================
Table Statistics
================

Presto supports statistics based optimizations for queries. For a query to take
advantage of these optimizations, Presto must have statistical information for
the tables in that query.

Table statistics are provided to the query planner by connectors.  Currently, the
only connector that supports statistics is the :doc:`/connector/hive`.

Table Layouts
-------------

Statistics are exposed to the query planner by a table layout. A table layout
represents a subset of a table's data and contains information about the
organizational properties of that data (like sort order and bucketing).

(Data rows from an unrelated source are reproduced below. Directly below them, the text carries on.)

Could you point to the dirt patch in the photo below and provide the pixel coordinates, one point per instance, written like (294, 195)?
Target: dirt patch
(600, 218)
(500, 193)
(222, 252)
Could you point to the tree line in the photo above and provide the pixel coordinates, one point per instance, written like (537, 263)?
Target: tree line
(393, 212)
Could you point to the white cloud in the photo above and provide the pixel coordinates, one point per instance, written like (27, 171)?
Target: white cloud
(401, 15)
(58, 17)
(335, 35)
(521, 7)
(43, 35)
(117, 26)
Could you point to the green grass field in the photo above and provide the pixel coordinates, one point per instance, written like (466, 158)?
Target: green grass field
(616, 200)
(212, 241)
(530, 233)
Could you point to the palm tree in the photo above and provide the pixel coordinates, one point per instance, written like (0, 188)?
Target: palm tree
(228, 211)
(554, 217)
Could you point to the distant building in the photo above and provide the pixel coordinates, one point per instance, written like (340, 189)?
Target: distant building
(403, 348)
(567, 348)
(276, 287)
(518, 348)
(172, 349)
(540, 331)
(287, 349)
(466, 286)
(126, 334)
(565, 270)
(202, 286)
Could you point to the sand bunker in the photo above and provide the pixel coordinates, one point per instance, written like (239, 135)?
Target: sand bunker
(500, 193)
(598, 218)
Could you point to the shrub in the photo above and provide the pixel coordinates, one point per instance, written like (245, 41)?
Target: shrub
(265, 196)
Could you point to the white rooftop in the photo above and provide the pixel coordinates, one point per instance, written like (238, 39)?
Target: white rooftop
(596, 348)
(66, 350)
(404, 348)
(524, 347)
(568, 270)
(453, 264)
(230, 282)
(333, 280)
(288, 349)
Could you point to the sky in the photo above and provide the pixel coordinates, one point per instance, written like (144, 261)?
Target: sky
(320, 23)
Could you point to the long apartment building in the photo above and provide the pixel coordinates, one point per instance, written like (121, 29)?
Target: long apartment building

The number of table layouts available for a table and the details of those table
layouts are specific to each connector.  Using the Hive connector as an example:

* Non-partitioned tables have just one table layout representing all data in the table
* Partitioned tables have a family of table layouts. Each set of partitions to
  be scanned represents one table layout.  Presto will try to pick a table
  layout consisting of the smallest number of partitions based on filtering
  predicates from the query.

Available Statistics
--------------------

The following statistics are available in Presto:

 * For a table:

   * **row count**: the total number of rows in the table layout

 * For each column in a table:

   * **data size**: the size of the data that needs to be read
   * **nulls fraction**: the fraction of null values
   * **distinct value count**: the number of distinct values
   * **low value**: the smallest value in the column
   * **high value**: the largest value in the column

The set of statistics available for a particular query depends on the connector
being used and can also vary by table or even by table layout. For example, the
Hive connector does not currently provide statistics on data size.

Table statistics can be displayed via the Presto SQL interface using the
:doc:`/sql/show-stats` command. For the Hive connector, refer to the
:ref:`Hive connector <hive_analyze>` documentation to learn how to update table
statistics.